Comme il est de mise depuis une quinzaine d’année, le cheminement de LA réforme audiovisuelle prend les allures d’un parcours d’obstacles ; de ce point de vue, la période 2017-2022 aura forcé le trait, avec les effets de la crise sanitaire qui se sont ajoutés à ceux, plus habituels, des changements de titulaire au ministère de la Culture. On a cru le 29 septembre que la loi Bachelot était arrivée au bout de son chemin ; le recours déposé le lendemain par les sénateurs Les Républicains devant le Conseil constitutionnel obligera à patienter quelques jours de plus – quatre semaines, potentiellement – ce qui pourrait conduire à sa publication au moment de la Toussaint.

Compte tenu des motivations limitées de la saisine (un relèvement jugé contraire au principe de proportionnalité des peines en cas de manquement des éditeurs à leurs obligations de financement de la production), on peut sans attendre dresser un premier bilan des équilibres issus de la réforme.

La future Arcom, résultant au 1er janvier de la fusion du CSA et de l’Hadopi, en sort très sensiblement renforcée. En plus de reprendre les compétences de la seconde en matière de lutte contre le piratage, la double extension de son champ d’intervention, au streaming (et plus seulement au téléchargement) d’une part, à la diffusion de compétitions sportives (et plus uniquement à l’offre d’oeuvres audiovisuelles) de l’autre, lui permettra de traiter les « angles morts » dont a souffert l’Hadopi.

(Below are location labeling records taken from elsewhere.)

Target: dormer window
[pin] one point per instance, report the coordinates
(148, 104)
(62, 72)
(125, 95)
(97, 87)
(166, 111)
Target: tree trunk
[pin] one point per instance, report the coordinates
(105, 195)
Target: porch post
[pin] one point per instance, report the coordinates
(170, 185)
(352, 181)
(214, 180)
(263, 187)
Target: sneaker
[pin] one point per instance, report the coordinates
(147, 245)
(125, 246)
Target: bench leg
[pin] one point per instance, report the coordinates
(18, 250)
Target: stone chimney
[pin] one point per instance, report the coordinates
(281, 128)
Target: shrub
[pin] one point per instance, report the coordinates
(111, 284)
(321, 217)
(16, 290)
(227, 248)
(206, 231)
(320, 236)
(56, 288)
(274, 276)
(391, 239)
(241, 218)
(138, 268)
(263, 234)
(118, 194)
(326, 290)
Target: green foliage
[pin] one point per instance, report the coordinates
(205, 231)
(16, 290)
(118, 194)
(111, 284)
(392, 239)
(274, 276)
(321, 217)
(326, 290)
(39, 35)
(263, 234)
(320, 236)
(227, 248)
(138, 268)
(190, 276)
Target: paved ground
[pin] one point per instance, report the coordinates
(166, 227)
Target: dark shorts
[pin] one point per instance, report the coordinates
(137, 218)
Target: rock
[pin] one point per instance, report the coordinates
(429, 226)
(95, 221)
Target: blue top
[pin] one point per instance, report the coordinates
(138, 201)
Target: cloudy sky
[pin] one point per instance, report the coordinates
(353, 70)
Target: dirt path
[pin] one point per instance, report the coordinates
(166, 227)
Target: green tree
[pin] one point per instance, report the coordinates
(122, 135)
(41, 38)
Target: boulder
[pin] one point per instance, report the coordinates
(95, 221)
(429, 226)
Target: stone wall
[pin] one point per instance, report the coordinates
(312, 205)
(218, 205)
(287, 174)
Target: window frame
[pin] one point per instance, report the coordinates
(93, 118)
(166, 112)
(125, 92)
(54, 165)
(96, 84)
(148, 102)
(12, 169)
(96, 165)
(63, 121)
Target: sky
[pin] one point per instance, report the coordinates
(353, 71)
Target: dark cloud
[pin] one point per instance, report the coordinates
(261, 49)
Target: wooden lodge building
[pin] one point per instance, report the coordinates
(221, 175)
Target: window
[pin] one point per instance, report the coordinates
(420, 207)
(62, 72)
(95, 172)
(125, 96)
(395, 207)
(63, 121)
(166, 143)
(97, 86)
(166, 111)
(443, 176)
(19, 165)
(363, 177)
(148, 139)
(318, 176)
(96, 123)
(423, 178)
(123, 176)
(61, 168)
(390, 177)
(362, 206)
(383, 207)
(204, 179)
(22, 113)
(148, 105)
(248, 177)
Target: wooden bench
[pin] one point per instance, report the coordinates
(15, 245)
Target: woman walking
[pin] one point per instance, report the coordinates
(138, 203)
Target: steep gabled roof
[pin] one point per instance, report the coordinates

Les marges de négociation du régulateur seront également fortement accrues, avant signature des conventions des chaînes TNT, des chaînes cabsat et des SMAD.

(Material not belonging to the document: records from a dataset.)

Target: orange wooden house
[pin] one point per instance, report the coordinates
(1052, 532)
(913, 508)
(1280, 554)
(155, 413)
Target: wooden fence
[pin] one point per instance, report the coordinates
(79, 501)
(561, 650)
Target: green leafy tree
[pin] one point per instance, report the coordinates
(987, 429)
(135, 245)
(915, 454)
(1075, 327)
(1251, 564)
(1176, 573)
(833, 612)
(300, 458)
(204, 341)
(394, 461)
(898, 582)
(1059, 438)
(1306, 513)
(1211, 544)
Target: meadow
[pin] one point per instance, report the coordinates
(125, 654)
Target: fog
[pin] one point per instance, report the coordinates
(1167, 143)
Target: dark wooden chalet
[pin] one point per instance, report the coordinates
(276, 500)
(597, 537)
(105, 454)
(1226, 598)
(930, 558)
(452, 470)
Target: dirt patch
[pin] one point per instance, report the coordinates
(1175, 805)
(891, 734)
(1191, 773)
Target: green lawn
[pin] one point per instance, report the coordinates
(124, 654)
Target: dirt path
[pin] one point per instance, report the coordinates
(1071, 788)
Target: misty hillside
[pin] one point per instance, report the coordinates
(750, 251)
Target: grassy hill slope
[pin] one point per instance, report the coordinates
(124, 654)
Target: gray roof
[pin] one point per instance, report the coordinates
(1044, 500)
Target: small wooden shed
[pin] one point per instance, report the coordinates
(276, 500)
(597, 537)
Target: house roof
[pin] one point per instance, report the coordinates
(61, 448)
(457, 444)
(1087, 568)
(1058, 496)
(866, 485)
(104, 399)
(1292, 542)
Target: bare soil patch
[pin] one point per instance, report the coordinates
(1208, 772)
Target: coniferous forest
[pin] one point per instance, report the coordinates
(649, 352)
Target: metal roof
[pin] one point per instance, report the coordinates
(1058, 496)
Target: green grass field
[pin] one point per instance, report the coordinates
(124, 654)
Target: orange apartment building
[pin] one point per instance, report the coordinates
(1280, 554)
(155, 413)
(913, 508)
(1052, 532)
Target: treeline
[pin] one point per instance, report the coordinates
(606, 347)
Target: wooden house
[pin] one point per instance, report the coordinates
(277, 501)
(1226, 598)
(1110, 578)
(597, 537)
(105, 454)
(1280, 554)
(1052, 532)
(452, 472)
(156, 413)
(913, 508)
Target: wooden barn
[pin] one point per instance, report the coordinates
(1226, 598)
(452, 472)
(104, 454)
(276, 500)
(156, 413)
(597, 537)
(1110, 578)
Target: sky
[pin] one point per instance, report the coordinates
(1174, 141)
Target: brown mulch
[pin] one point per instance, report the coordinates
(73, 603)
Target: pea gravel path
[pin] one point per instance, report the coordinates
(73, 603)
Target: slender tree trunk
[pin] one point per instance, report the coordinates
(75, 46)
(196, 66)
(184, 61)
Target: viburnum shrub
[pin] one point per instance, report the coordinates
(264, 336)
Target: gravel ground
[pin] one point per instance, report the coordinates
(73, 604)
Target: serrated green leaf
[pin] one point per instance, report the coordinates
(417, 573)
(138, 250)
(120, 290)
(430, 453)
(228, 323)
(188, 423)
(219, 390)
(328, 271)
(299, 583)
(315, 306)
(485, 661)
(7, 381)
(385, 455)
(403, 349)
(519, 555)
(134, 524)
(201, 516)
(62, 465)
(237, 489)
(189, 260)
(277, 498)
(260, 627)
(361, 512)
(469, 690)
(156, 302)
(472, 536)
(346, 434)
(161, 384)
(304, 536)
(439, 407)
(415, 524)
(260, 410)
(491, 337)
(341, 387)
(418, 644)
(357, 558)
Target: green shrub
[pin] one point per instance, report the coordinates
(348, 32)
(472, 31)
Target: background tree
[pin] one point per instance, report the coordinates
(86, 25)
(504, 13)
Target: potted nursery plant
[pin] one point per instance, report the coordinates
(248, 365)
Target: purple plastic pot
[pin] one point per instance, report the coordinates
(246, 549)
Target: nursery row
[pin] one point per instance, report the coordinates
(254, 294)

Et l’Arcom bénéficiera d’autres élargissements de ses compétences, s’agissant de la numérotation de la TNT par exemple. La possibilité nouvelle qui lui est donnée de « constituer des blocs définis selon la programmation des services qui les composent » a toute les chances de faire rebondir le débat qui oppose les chaînes sur la nécessité de faire évoluer la numérotation et, le cas échéant, sur le sens de cette modification.

Producteurs et auteurs sont les autres grands vainqueurs du processus législatif. Les premiers en ressortent avec des garanties renforcées sur les critères destinés à définir la production indépendante ; les seconds y gagnent l’assurance d’être beaucoup plus systématiquement associés aux différentes négociations professionnelles.

Peu de motifs de satisfaction pour les fournisseurs d’accès à internet, en revanche. Ils n’ont pas caché la réticence que leur inspirait le dispositif prévu en matière de blocage des sites pirates, d’abord. S’agissant ensuite du développement de la publicité adressée, et de leur capacité à en bénéficier, l’obligation de partage des données de consommation avec les groupes de l’audiovisuel public, et la capacité des acteurs privés à saisir l’Arcom du caractère « équitable » des conditions de communication qui leur sont proposées, ne joueront pas en leur faveur.

Mais au final, ce sont sans doute le Sénat et les chaînes privées qui apparaissent comme les véritables perdants. Emmené par son rapporteur Jean-Raymond Hugonet, le premier a affiché l’ambition de donner aux seconds les moyens de lutter à armes plus égales avec les plateformes globales et, pour ce faire, de réduire au seul critère capitalistique la définition de la production indépendante figurant à l’article 71-1 de la loi de 1986. L’Assemblée nationale ne s’est pas limitée à rétablir la rédaction antérieure. Elle est allée au-delà de sa volonté proclamée d’en préciser les termes, et c’est sa version qui a finalement été retenue dans le texte de la CMP, puis adopté définitivement.